Bem antes de alguém interpretar equivocadamente que eu vejo como desmérito trabalhar em uma livraria informo que gosto tanto de trabalhar em livraria que eu já tive uma no centro de Belo Horizonte e lá eu era vendedora, contadora, marketeira, faxineira, carregadora e tudo mais que precisasse. A questão aqui abordada é que por mais emancipada que seja uma mulher negra a cultura dominadora do capitalismo aliado ao racismo restringe a nossa liberdade e nos força a uma identidade de submissão e de servidão. Por que uma pessoa negra quase sempre escuta a pergunta: você trabalha aqui, mesmo sendo em uma empresa em que os funcionários usam uniformes em seus expedientes? Talvez por que não temos direito de usufruir dos espaços culturais, de lazer e de compras? Ou por que temos “cara” de quem está sempre em todos os espaços em prol de servir a branquitude?

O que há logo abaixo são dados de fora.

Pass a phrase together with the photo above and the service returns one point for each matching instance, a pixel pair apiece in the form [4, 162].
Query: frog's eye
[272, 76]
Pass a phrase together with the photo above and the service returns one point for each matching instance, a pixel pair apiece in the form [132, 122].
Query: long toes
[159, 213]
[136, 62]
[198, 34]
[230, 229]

Já ouvi diversos relatos de intelectuais negras sobre ocasiões que foram convidados para ministrar palestras em grandes eventos acadêmicos. Em um deles uma dessas profissionais foi conduzida de imediato para o acesso à cozinha, sem se quer deixa-la informar que precisava fazer o credenciamento como convidada especial. Uma outra me contou que a intelectual que iria dividir a programação no palco com ela a confundiu com uma copeira e pediu um café sem açúcar.

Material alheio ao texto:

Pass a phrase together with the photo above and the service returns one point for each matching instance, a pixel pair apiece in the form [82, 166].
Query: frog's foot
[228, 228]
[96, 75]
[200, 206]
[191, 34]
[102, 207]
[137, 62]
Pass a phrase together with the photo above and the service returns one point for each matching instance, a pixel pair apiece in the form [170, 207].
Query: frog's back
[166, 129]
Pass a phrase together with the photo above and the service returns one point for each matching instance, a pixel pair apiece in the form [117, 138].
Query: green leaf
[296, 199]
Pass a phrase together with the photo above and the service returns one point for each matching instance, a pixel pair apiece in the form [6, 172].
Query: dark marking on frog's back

A pergunta: “Você trabalha aqui?” pode até parecer inofensiva, e acredito que sem o intuito de ofender, mas é uma pergunta que afirma que a hierarquia está dada e chancelada no imaginário popular que forja um lugar sempre em empregos que ofertam sub-salários para as pessoas negras.
É necessário uma reflexão crítica contra hegemônica para conseguir assimilar e entender o quão violento é ser tratada como serviçal em todos os lugares que você se propõe a estar, por isso só por isso é necessário desconstruir esse imaginário de negritude servil. Nós somos estudantes, atletas, escritores, clientes, doutoras, médicas, pacientes ou simples transeuntes, a servidão não é inerente aos nossos corpos pretos. Entenda.